In particolare va osservato che il giudice tributario di appello, così come il primo giudice, ha specificamente valutato la questione dello scomputo del reddito da lavoro dipendente da quello complessivo lordo sinteticamente accertato nonché le ulteriori allegazioni difensive della contribuente (prestiti endofamiliari, disinvestimenti), accertando l’insussistenza/inadeguatezza della prova correlativa.
Con il secondo mezzo – ex art. 360, primo comma, n. 5, cod. proc. civ. – la ricorrente denuncia vizio motivazionale per omesso esame di fatti decisivi controversi.
La censura è inammissibile.
Trattandosi pacificamente di una “doppia conforme”, la sentenza di appello non può essere attinta dalla critica di cui all’evocata disposizione codicistica, in virtù della previsione preclusiva di cui all’art. 348 ter, quinto e quarto comma, cod. proc. civ.

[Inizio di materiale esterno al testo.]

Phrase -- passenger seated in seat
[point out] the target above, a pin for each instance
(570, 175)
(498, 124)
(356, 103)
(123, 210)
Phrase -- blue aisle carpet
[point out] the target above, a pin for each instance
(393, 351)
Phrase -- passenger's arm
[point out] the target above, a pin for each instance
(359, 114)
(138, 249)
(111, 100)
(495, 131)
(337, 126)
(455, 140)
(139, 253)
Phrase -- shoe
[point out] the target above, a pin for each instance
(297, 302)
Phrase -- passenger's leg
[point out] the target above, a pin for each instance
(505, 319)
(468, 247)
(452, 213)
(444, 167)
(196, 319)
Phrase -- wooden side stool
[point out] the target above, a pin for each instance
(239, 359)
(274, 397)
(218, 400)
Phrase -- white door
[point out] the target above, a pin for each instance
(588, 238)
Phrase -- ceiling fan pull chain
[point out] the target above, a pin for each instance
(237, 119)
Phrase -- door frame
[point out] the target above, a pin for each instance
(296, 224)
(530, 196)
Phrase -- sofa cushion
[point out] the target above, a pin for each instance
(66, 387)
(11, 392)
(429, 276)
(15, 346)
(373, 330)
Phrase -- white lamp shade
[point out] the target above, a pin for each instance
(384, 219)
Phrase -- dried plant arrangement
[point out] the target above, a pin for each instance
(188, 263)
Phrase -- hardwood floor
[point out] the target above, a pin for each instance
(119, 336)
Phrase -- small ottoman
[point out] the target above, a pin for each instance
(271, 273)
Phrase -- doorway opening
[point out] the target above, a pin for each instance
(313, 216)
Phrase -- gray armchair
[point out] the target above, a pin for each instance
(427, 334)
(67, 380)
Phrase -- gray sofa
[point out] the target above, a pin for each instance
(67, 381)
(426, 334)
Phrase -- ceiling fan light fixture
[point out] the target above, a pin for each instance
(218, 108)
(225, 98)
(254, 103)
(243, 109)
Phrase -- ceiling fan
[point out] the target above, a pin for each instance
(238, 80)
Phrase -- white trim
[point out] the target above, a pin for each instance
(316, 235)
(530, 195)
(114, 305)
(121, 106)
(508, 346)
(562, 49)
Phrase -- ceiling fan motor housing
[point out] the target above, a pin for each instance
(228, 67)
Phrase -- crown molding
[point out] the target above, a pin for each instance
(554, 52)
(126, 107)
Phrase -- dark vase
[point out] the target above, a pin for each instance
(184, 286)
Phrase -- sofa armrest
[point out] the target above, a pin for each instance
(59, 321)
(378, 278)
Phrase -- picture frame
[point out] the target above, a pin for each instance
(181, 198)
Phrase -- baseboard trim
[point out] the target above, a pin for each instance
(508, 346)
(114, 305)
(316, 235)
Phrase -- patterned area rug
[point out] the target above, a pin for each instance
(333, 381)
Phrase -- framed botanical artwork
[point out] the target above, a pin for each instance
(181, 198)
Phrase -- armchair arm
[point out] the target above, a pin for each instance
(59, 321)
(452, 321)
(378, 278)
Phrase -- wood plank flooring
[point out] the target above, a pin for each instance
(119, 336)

Va peraltro ribadito che «Nell’ipotesi di “doppia conforme” prevista dal quinto comma dell’art. 348 ter cod. proc. civ., il ricorrente in cassazione, per evitare l’inammissibilità del motivo di cui al n. 5 dell’art. 360 cod. proc. civ., deve indicare le ragioni di fatto poste a base della decisione di primo grado e quelle poste a base della sentenza di rigetto dell’appello, dimostrando che esse sono tra loro diverse» (Sez. 1 – , Sentenza n. 26774 del 22/12/2016, Rv. 643244 – 03).
Onere questo pacificamente non assolto dalla ricorrente.
Il ricorso va dunque rigettato.
Nulla per le spese stante la mancata difesa dell’agenzia fiscale.
P.Q.M.
Rigetta il ricorso.
Ai sensi dell’art. 13, comma 1 quater del d.P.R. 115 del 2002, dà atto della sussistenza dei presupposti per il versamento da parte del ricorrente dell’ulteriore importo a titolo di contributo unificato pari a quello dovuto per il ricorso a norma del comma 1 bis dello stesso articolo 13.